Abstract
In cell-surface signalling pathways, the binding of an iron chelate to a specific outer membrane receptor induces gene expression in the cytoplasm via extra-cytoplasmic function sigma proteins. In these pathways gene expression is controlled by an antisigma protein that spans the inner membrane and interacts with both receptor and sigma proteins. In the pathogenic bacterium Pseudomonas aeruginosa, the binding of the siderophore pyoverdine to the ferri-pyoverdine receptor induces the activity of sigmas PvdS and FpvI by relieving the activity of the anti-sigma FpvR. The aim of the research described in this thesis was to determine and characterise the molecular mechanisms underlying signal transduction in the pyoverdine signalling pathway, and to determine the generality of these mechanisms.

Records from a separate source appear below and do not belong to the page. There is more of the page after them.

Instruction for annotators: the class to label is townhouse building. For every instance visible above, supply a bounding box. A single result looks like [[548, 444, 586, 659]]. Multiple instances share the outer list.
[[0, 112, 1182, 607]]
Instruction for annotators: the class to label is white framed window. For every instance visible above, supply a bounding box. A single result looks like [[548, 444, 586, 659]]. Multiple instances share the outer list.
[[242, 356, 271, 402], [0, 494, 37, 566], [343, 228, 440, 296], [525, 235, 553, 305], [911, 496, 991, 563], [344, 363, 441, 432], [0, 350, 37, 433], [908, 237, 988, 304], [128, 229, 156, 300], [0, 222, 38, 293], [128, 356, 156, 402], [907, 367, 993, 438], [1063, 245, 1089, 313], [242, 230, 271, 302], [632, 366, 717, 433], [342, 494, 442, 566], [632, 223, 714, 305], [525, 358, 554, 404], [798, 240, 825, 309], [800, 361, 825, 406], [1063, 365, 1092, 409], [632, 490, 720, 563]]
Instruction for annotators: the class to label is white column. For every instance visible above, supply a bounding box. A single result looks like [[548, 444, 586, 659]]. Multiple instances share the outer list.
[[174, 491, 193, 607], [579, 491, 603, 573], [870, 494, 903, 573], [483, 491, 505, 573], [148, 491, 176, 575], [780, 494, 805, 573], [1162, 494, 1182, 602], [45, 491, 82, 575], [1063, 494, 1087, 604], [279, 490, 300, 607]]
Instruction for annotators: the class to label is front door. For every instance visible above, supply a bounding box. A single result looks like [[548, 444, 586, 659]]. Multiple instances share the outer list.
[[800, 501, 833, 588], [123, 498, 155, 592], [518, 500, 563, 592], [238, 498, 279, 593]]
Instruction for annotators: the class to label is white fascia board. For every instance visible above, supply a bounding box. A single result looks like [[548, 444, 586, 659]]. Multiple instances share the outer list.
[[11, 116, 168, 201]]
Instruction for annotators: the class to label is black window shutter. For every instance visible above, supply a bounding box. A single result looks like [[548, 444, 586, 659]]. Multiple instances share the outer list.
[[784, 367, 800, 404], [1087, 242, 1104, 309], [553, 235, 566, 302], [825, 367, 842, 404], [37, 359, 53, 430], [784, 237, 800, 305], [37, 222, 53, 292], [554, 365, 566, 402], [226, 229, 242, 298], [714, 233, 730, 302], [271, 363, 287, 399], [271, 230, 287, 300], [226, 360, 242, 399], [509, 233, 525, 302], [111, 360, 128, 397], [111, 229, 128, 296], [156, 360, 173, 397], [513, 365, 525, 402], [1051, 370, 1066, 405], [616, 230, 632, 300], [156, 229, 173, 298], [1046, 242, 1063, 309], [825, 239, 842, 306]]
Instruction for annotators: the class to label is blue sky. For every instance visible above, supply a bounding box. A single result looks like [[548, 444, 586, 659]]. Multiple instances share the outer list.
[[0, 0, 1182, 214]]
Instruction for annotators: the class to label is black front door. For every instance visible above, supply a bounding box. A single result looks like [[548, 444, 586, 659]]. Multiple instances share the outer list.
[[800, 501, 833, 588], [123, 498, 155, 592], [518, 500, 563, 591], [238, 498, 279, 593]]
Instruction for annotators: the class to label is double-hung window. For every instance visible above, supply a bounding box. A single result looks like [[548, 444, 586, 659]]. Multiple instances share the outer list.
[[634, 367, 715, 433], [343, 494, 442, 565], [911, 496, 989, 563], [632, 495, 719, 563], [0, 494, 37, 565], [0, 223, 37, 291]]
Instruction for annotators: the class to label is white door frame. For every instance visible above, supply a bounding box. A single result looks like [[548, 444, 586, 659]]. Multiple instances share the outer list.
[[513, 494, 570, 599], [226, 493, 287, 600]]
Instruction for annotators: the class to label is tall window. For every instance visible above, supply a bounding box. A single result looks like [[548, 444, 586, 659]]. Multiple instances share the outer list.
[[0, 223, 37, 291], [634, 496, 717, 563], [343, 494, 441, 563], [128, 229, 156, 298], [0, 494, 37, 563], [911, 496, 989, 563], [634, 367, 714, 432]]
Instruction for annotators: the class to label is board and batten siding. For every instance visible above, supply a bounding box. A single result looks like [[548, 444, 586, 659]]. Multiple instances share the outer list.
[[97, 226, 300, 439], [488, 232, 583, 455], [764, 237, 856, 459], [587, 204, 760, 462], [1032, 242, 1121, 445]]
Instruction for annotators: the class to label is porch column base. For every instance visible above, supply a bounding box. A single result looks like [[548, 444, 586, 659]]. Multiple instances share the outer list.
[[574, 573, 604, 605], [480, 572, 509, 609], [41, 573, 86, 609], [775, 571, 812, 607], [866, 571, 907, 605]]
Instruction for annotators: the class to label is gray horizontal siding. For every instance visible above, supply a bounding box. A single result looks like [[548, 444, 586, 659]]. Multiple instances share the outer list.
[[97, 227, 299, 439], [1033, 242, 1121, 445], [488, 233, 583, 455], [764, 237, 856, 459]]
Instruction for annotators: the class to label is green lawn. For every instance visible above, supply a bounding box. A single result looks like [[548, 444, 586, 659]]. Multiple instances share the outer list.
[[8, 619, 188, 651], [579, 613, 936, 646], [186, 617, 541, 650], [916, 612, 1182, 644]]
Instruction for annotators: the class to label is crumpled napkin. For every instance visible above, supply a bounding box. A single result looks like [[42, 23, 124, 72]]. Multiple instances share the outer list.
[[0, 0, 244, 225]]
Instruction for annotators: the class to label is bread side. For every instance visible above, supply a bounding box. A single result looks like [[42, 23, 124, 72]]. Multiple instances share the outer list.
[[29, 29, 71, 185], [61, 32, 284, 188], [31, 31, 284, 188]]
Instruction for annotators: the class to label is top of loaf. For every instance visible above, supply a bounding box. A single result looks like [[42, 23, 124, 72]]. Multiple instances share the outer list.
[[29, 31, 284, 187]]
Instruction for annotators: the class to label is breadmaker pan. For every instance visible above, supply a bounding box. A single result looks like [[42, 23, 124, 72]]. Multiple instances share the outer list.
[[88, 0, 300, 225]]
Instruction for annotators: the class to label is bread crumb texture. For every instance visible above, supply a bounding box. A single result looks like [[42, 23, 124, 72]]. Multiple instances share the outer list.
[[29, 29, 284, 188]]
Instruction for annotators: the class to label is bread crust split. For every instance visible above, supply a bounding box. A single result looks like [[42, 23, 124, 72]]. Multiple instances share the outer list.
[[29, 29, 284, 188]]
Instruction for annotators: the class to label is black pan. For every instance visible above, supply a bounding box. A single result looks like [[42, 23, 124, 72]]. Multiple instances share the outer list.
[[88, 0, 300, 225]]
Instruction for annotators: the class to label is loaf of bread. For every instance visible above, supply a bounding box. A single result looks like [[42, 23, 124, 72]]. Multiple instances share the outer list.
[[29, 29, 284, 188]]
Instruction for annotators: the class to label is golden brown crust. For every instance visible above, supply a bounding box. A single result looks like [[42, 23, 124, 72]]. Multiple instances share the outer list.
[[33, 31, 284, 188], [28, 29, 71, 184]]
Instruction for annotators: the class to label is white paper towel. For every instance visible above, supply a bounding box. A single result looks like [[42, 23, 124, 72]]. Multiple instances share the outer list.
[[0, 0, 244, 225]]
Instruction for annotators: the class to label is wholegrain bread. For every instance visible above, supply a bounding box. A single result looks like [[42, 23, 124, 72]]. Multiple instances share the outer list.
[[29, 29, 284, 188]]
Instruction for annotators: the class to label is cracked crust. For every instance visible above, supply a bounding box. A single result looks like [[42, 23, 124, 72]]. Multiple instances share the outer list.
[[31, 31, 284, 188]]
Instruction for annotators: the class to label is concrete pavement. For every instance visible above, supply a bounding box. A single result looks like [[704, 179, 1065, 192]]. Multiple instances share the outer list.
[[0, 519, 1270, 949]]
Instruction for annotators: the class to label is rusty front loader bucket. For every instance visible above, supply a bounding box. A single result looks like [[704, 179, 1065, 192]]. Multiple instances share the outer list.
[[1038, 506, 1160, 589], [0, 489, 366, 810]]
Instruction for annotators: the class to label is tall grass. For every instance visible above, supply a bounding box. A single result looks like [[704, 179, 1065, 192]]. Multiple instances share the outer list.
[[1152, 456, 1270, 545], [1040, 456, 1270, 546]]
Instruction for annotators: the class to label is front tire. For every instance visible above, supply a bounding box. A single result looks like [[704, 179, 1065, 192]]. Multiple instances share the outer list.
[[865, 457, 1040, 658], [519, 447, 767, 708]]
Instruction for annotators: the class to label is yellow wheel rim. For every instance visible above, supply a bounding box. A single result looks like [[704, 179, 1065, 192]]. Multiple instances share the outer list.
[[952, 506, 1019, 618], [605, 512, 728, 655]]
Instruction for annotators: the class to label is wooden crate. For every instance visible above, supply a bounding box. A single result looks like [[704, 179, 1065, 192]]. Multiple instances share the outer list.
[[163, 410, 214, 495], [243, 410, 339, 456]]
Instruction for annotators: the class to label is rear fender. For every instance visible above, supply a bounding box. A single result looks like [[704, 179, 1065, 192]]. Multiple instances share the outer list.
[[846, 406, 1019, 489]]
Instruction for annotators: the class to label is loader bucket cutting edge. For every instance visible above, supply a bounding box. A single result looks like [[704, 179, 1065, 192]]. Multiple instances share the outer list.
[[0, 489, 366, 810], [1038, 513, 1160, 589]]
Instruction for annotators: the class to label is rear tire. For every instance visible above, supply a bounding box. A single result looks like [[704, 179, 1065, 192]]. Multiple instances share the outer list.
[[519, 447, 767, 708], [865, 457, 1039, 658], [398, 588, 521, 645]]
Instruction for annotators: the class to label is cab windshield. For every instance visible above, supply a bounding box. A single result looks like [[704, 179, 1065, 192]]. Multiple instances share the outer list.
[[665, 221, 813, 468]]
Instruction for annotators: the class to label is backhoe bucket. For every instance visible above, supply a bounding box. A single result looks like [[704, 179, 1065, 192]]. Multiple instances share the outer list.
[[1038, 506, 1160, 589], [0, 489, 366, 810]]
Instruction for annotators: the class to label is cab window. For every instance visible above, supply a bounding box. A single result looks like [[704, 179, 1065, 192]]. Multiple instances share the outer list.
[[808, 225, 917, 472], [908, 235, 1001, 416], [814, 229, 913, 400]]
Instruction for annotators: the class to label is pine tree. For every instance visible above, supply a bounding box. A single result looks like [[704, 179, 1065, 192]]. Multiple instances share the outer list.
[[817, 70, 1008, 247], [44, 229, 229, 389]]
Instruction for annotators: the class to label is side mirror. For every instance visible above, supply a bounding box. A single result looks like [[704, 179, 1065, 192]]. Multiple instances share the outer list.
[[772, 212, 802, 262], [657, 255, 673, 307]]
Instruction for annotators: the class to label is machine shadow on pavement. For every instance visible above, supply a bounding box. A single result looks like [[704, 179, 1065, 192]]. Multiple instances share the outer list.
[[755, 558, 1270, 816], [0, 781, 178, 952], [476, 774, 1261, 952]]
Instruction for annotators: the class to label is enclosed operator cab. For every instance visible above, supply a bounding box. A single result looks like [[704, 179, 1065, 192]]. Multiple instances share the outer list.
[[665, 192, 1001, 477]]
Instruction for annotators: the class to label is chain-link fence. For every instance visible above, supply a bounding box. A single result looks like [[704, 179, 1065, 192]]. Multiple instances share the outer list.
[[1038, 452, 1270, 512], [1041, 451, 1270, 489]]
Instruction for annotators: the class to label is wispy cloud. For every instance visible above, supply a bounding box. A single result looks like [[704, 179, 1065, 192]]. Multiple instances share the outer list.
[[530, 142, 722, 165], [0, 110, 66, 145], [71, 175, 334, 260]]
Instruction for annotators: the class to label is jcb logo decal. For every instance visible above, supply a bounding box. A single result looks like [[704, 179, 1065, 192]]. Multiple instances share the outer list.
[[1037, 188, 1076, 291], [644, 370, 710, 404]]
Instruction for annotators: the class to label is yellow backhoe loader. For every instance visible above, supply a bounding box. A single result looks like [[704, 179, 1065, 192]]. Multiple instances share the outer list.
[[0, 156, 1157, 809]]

Tools were developed for the detection of FpvR under different signalling conditions. Truncated FpvR sub-fragments were detected when sigma-dependent gene expression was inhibited. In contrast no FpvR was detected when pyoverdine was available and gene expression occurred. This indicated a role for proteolysis in the regulation of FpvR activity. The role of the FpvR cytoplasmic and extra-cytoplasmic domains in anti-sigma and signal transduction functions of FpvR was investigated using prematurely truncated and tagged chromosomal fpvR alleles. The FpvR cytoplasmic domain could inhibit gene expression, but was not to produce the same level of anti-sigma activity as the wild-type protein. The involvement of candidate protease genes algW, mucD, rseP, and prc on the proteolysis of FpvR and on sigma-dependent gene expression was investigated. Strains lacking rseP accumulated novel FpvR degradation fragments, implicating RseP in the proteolysis of FpvR. Sigma-dependent gene expression was reduced in strains lacking rseP indicating this gene is a positive regulator of sigma activity. The generality of these findings was investigated in the ferrioxamine (Fox) and ferrichrome (Fiu) cellsurface signalling pathways. Anti-sigmas FoxR and FiuR were subjected to proteolysis in the absence of cognate siderophore and rseP was critical for siderophore-mediated gene expression in these systems.
Overall this research identified regulated intramembrane proteolysis as a key regulatory mechanism in the pyoverdine, ferrioxamine, and ferrichrome cell-surface signalling systems. Furthermore it is likely that these findings extend to all cell-surface signalling pathways in P. aeruginosa and perhaps many more Gram-negative bacteria.